Privilège pour les uns, exclusion pour les autres : le travail à distance crée une nouvelle scission entre travailleurs
Ne lui parlez pas de télétravail. « Moi, je n’ai jamais arrêté de me rendre chez les personnes âgées dont je m’occupe !, réagit Johanna, 23 ans, auxiliaire de vie dans le Gard (le prénom a été modifié). Et ça, alors que pendant le premier confinement on était mal protégés, avec trois masques chirurgicaux et cinq paires de gants par semaine, alors qu’on travaillait six jours sur sept, huit heures par jour… »

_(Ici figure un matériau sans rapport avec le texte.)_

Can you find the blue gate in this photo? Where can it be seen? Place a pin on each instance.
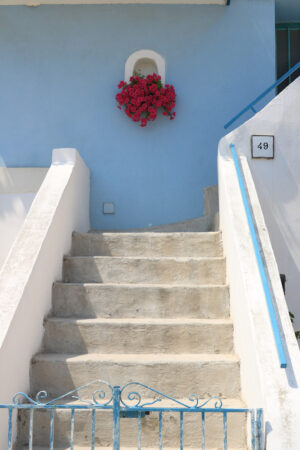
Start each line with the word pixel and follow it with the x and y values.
pixel 127 402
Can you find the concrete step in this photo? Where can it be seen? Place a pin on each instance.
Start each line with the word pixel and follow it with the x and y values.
pixel 76 447
pixel 137 301
pixel 176 271
pixel 147 244
pixel 77 336
pixel 204 374
pixel 129 428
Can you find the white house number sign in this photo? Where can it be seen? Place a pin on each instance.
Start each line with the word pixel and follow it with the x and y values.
pixel 262 147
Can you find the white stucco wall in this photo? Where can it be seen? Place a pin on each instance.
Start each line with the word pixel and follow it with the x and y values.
pixel 277 182
pixel 34 263
pixel 18 187
pixel 264 383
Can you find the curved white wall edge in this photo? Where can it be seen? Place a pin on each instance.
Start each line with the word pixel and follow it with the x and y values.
pixel 64 156
pixel 135 57
pixel 60 206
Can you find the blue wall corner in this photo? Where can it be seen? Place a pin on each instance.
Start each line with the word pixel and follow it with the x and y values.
pixel 60 66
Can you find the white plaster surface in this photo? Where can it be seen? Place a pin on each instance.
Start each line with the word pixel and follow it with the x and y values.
pixel 277 182
pixel 145 57
pixel 18 187
pixel 263 383
pixel 35 261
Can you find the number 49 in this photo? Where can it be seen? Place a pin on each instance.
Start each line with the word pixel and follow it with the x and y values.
pixel 263 146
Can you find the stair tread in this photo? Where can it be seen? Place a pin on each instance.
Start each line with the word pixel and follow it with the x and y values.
pixel 141 358
pixel 124 448
pixel 143 285
pixel 154 233
pixel 143 321
pixel 154 258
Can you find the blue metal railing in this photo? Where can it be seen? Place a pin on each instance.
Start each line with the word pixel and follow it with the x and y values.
pixel 124 402
pixel 261 96
pixel 263 276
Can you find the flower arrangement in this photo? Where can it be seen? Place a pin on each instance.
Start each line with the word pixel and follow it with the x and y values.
pixel 143 96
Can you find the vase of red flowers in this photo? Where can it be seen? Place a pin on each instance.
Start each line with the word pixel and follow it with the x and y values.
pixel 143 97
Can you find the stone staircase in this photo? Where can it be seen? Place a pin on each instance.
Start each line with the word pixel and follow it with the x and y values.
pixel 149 307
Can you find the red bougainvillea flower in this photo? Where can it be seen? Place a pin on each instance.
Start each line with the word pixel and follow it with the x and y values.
pixel 143 96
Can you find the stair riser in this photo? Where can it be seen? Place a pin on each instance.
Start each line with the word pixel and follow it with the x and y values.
pixel 66 337
pixel 126 270
pixel 147 244
pixel 88 301
pixel 204 378
pixel 129 428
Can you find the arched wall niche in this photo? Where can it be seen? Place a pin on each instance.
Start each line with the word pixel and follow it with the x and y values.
pixel 145 62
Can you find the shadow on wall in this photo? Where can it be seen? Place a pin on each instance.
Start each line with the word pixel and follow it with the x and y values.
pixel 18 187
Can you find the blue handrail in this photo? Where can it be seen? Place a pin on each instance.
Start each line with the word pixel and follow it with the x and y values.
pixel 261 96
pixel 263 276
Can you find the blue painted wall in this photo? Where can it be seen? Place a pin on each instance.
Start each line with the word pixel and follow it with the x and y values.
pixel 60 66
pixel 287 11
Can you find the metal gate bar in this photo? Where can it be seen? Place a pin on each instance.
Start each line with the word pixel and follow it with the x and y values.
pixel 128 404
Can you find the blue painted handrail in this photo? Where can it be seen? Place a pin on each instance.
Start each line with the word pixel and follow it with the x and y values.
pixel 263 276
pixel 261 96
pixel 129 401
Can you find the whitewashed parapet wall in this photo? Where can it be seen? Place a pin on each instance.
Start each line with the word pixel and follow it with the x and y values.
pixel 18 187
pixel 277 182
pixel 34 263
pixel 264 383
pixel 116 2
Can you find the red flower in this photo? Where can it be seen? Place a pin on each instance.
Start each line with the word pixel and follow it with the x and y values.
pixel 143 96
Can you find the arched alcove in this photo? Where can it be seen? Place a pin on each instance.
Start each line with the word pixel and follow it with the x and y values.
pixel 145 62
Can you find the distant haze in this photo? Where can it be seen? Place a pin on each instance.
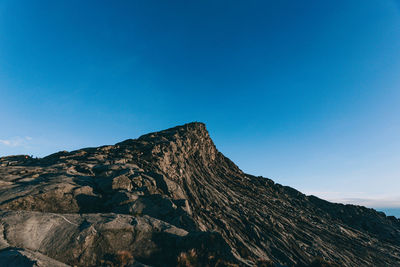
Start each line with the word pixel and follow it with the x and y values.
pixel 307 94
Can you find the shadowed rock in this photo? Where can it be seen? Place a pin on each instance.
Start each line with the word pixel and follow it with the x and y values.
pixel 171 198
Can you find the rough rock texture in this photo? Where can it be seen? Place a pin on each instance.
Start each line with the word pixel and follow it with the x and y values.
pixel 172 199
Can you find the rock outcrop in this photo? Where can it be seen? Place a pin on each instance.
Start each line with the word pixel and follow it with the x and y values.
pixel 172 199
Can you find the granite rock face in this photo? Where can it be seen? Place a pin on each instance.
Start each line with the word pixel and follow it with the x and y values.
pixel 172 199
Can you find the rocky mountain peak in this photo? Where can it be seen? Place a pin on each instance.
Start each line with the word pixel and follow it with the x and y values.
pixel 170 198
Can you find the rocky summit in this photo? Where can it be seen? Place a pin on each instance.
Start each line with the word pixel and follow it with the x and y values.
pixel 170 198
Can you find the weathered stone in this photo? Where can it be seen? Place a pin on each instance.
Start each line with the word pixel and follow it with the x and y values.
pixel 175 200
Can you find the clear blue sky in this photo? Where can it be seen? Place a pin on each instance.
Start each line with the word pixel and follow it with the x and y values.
pixel 304 92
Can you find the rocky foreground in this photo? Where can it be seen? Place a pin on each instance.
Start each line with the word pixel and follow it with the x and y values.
pixel 171 199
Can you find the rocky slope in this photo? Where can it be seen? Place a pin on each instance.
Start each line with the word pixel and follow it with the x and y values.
pixel 172 199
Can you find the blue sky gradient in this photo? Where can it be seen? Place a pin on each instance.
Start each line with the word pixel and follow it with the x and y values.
pixel 306 93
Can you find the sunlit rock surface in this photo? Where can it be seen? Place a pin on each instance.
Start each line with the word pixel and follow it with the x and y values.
pixel 172 199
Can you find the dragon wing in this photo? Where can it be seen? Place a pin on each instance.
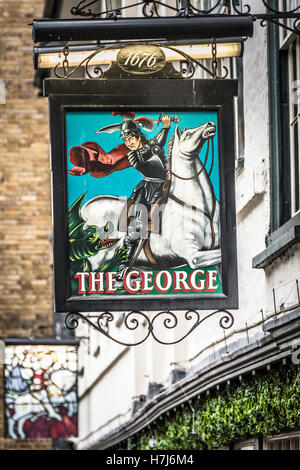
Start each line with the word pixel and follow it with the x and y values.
pixel 75 218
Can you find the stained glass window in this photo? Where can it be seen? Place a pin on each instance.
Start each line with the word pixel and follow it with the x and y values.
pixel 41 391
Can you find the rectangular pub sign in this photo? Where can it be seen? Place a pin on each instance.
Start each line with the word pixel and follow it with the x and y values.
pixel 146 219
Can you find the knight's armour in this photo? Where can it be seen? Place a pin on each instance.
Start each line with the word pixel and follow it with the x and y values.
pixel 150 159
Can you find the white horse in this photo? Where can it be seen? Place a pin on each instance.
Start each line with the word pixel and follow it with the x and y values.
pixel 190 232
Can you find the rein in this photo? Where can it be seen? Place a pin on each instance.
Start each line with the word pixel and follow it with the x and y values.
pixel 179 201
pixel 203 166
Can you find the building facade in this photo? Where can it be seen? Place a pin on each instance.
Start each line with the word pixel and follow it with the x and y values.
pixel 237 389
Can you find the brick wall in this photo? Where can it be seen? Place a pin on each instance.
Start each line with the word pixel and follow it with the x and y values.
pixel 25 214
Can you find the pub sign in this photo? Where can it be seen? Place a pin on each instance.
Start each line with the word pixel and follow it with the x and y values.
pixel 143 194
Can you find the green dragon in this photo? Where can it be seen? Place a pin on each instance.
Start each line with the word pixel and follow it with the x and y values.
pixel 85 242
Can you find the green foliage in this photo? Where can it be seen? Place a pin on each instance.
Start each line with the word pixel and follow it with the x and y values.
pixel 266 404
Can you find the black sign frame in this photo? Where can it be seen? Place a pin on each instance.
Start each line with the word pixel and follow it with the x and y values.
pixel 146 94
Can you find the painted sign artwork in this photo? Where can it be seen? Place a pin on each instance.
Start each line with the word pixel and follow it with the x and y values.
pixel 144 203
pixel 40 392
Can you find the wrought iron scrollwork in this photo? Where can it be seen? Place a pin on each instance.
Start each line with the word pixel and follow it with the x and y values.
pixel 96 71
pixel 137 320
pixel 150 8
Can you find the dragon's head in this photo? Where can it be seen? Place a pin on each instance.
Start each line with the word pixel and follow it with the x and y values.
pixel 86 241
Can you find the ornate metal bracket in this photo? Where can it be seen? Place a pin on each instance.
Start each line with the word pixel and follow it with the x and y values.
pixel 150 8
pixel 139 321
pixel 166 70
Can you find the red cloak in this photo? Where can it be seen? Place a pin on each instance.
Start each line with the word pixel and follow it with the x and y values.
pixel 91 158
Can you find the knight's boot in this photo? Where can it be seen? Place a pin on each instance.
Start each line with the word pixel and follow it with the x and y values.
pixel 131 246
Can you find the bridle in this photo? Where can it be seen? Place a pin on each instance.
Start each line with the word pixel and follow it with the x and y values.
pixel 179 201
pixel 210 140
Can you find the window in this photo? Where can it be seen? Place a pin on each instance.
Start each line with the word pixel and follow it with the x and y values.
pixel 289 441
pixel 284 78
pixel 284 112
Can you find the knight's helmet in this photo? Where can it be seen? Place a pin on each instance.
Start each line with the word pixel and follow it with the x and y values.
pixel 129 126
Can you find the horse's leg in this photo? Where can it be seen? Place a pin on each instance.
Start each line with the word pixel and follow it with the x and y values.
pixel 11 428
pixel 205 258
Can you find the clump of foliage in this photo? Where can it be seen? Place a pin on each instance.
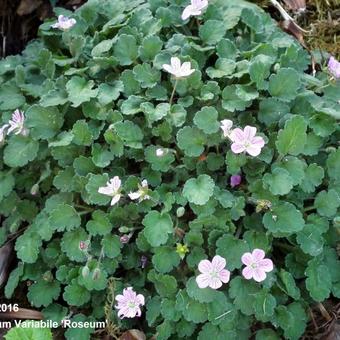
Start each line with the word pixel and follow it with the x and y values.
pixel 96 102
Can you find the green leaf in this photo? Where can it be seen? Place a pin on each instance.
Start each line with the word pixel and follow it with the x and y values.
pixel 27 246
pixel 327 202
pixel 28 333
pixel 283 218
pixel 82 134
pixel 146 75
pixel 43 123
pixel 161 163
pixel 202 295
pixel 42 292
pixel 100 224
pixel 125 49
pixel 94 183
pixel 130 133
pixel 80 91
pixel 284 84
pixel 157 228
pixel 20 151
pixel 206 120
pixel 191 140
pixel 75 294
pixel 10 97
pixel 165 259
pixel 64 217
pixel 212 31
pixel 279 182
pixel 199 190
pixel 111 246
pixel 70 244
pixel 319 281
pixel 313 178
pixel 232 250
pixel 13 280
pixel 7 183
pixel 292 139
pixel 333 165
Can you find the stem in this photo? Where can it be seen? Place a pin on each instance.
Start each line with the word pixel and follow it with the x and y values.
pixel 173 92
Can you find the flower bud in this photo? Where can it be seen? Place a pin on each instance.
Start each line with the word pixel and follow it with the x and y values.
pixel 96 274
pixel 180 212
pixel 35 189
pixel 85 271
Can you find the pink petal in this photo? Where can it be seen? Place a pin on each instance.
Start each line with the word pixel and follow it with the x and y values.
pixel 224 275
pixel 115 199
pixel 258 254
pixel 215 283
pixel 247 259
pixel 248 273
pixel 249 132
pixel 259 275
pixel 237 135
pixel 218 263
pixel 258 141
pixel 203 280
pixel 205 267
pixel 140 299
pixel 253 150
pixel 266 265
pixel 237 148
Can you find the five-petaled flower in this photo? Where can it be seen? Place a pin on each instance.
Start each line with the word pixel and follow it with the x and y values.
pixel 177 69
pixel 334 67
pixel 213 273
pixel 142 193
pixel 235 180
pixel 112 189
pixel 16 124
pixel 226 126
pixel 256 265
pixel 129 303
pixel 246 141
pixel 195 8
pixel 64 23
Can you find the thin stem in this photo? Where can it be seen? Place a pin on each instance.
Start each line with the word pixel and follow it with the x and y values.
pixel 173 92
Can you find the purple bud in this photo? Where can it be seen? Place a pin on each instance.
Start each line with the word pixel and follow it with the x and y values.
pixel 235 180
pixel 143 261
pixel 334 67
pixel 124 238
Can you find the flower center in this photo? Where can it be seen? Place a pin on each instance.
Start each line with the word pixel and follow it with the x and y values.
pixel 131 304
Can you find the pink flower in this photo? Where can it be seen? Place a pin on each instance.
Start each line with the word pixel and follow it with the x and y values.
pixel 112 189
pixel 213 273
pixel 245 140
pixel 195 8
pixel 235 180
pixel 129 303
pixel 64 23
pixel 17 123
pixel 256 265
pixel 334 67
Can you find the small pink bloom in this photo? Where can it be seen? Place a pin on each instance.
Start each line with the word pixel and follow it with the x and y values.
pixel 334 67
pixel 17 123
pixel 246 141
pixel 235 180
pixel 213 273
pixel 256 265
pixel 129 303
pixel 64 23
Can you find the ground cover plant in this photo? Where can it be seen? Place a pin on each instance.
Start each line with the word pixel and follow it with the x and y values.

Une période qu’elle évoque encore d’une voix tendue : « J’avais peur pour ma santé, et peur d’être asymptomatique et de contaminer ceux dont je m’occupais… Donc de les tuer ! Ça a été très dur. » Comment résumer ce qu’elle a ressenti ? « C’est comme si on nous disait : “Votre vie à vous n’a pas d’importance, si vous crevez, une autre viendra vous remplacer.” » Pour Abdelkader, éboueur, interrogé au printemps, le télétravail est aussi synonyme d’injustice : « Nos responsables ne nous donnent même pas un gel hydroalcoolique par équipe de trois ! Et pendant ce temps, ils sont au chaud, chez eux, en télétravail ! »
Il n’y a pas eu de révolution du télétravail pour les auxiliaires de vie ou pour les éboueurs. Ni pour les infirmières, aides-soignantes et médecins, ces métiers en première ligne dans la lutte contre le Covid-19. Pas plus pour les agents d’entretien, caissières, livreurs, transporteurs routiers, ces métiers qu’on qualifie depuis de « deuxième ligne », qui ont montré combien ils étaient essentiels à nos vies.
« Disparités exacerbées »
Ceux-là ont continué à se rendre sur leur lieu de travail en mars, « au bénéfice de la collectivité, mais au risque de leur santé », note l’Observatoire régional de santé (ORS) d’Ile-de-France, qui a proposé, début décembre, une nomenclature de ces « travailleurs-clés ». D’autres travailleurs, dont la profession ne s’exerce pas davantage à distance, ont passé cette année de longs mois en chômage partiel, certains perdant ainsi au passage une partie de leur salaire.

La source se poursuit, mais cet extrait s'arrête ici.